The theory of the Fall is a direct result of this need to reconcile God’s benevolence with the presence of earthly evil: In the creation story in Genesis, the first created man, Adam, exercises his free will to disobey God in the Garden of Eden. Because of this act of willful disobedience, Adam and his partner, Eve, are banished from Eden, and humankind is consigned to suffer forevermore as penance. It is against this backdrop that Lewis attempts to make sense of pain. In doing so, he examines the nature of God’s divine love, of man’s evil, of heaven and hell, our relationship to animals, and what role suffering plays in the lives of animals.

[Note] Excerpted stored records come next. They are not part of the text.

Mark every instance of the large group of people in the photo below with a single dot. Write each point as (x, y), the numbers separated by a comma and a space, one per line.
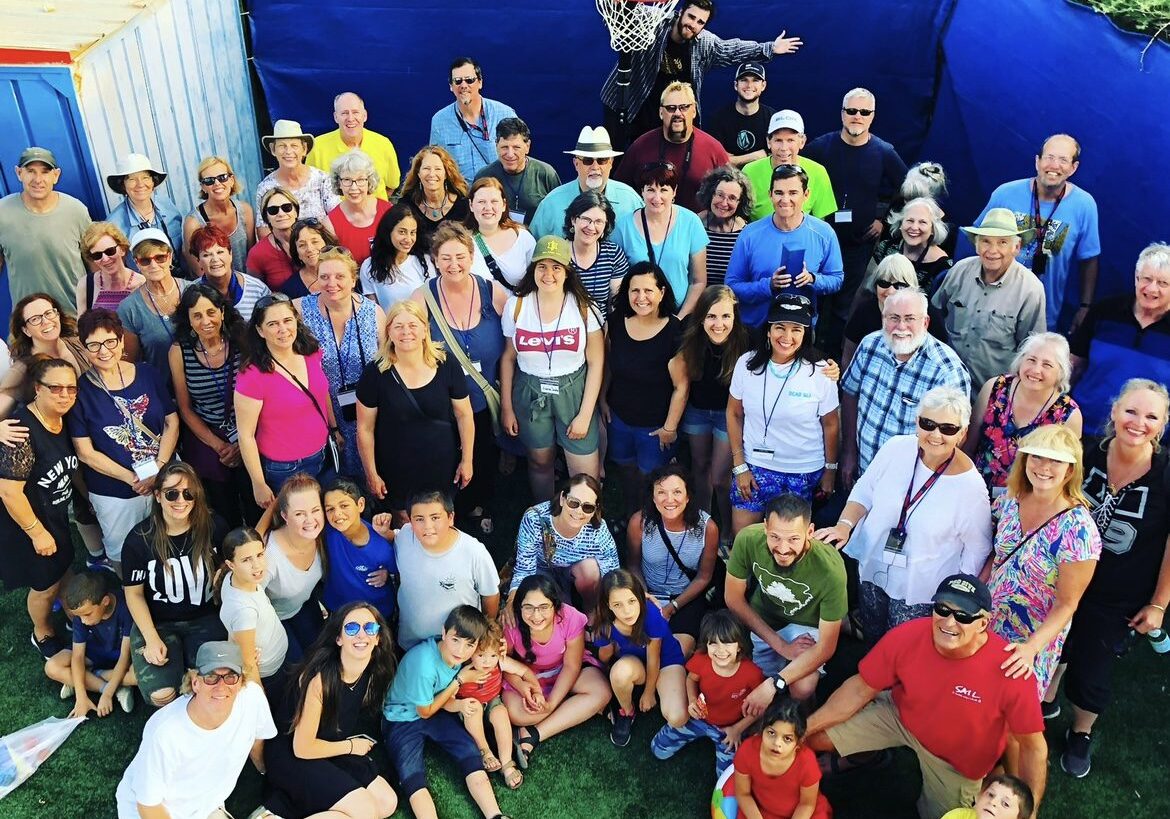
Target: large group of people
(280, 422)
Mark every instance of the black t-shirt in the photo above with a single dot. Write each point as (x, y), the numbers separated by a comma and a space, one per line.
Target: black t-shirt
(180, 589)
(738, 133)
(1134, 525)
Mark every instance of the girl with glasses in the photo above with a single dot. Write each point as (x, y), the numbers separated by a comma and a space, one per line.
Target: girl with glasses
(217, 187)
(321, 761)
(108, 280)
(919, 514)
(170, 563)
(36, 477)
(270, 259)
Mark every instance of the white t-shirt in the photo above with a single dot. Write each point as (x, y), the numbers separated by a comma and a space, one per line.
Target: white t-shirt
(548, 350)
(247, 611)
(410, 279)
(288, 587)
(783, 432)
(434, 584)
(186, 769)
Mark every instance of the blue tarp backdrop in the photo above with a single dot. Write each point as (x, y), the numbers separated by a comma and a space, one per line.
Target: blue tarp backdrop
(975, 84)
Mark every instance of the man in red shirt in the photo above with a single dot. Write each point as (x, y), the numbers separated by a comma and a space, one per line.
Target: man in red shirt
(935, 686)
(693, 152)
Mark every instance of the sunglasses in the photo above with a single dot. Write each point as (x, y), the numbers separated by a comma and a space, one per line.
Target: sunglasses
(35, 321)
(109, 344)
(928, 425)
(355, 628)
(573, 503)
(157, 259)
(961, 618)
(60, 389)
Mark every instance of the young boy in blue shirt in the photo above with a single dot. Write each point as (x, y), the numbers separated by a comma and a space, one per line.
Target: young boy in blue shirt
(100, 660)
(421, 704)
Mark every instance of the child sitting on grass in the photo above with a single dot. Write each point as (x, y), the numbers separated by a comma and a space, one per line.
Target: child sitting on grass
(480, 699)
(635, 641)
(100, 660)
(420, 706)
(776, 777)
(718, 676)
(1004, 797)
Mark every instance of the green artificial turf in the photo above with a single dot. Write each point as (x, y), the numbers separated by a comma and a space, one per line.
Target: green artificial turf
(580, 773)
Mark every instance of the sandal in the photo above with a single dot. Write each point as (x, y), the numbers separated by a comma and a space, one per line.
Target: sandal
(513, 776)
(490, 761)
(523, 755)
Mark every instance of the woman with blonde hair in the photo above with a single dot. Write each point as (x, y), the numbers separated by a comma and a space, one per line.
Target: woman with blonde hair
(415, 426)
(108, 281)
(1046, 548)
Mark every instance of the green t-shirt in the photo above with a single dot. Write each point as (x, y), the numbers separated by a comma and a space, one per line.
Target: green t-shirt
(820, 201)
(805, 593)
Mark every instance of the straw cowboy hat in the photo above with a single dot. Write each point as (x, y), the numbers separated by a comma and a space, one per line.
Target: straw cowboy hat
(999, 221)
(133, 163)
(287, 129)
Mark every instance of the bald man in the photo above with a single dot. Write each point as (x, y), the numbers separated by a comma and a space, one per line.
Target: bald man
(350, 115)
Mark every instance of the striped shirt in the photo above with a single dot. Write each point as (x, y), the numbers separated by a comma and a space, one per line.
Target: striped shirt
(591, 542)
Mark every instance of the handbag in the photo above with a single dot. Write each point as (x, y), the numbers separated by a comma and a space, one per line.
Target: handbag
(332, 458)
(489, 391)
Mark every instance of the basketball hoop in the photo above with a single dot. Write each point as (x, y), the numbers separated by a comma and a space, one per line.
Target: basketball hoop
(633, 23)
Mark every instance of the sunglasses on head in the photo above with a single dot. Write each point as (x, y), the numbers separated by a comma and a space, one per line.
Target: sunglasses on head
(961, 618)
(573, 503)
(928, 425)
(96, 255)
(355, 628)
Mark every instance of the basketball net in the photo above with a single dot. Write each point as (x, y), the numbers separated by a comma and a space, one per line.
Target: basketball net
(633, 23)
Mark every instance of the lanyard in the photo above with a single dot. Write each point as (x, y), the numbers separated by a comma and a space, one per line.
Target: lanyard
(763, 394)
(908, 502)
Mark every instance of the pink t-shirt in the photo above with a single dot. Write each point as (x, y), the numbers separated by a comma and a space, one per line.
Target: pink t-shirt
(289, 427)
(550, 655)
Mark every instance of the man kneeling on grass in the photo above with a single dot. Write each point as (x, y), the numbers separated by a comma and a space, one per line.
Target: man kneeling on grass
(420, 704)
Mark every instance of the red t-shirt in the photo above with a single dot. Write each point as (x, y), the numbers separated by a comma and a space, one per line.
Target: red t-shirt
(724, 694)
(779, 796)
(961, 710)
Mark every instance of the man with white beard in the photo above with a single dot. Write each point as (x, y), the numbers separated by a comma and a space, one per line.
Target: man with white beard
(892, 370)
(593, 162)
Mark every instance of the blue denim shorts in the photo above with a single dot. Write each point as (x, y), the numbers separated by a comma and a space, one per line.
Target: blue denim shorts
(696, 421)
(635, 445)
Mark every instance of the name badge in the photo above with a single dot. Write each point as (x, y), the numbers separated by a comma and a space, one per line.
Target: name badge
(145, 468)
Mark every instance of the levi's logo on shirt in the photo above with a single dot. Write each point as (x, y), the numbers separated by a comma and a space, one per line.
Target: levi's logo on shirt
(565, 338)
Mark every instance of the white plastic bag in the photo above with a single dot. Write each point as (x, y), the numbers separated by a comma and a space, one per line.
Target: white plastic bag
(23, 751)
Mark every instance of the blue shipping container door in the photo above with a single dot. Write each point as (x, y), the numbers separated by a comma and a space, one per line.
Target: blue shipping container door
(39, 107)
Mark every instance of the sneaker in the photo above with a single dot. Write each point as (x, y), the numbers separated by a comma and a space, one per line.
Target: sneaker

Ultimately, Lewis’s theory about pain boils down to this: we do have free will, and we often use our will to inflict pain on one another, but an omniscient and omnipotent God could stop us from doing this. Yet God does not, which suggests that pain has a purpose. Because our ultimate purpose, as God’s created beings, is to align ourselves with God in all ways (this alignment being our source of ultimate joy), that purpose, then, must be God-directed. Pain, then, must be God’s means of forming us into the people we were created to be. It is only by suffering that we develop empathy for the suffering of others, and it is only by suffering that we learn to become the best version of ourselves. Pain, Lewis argues, is evidence of God’s profound love for us.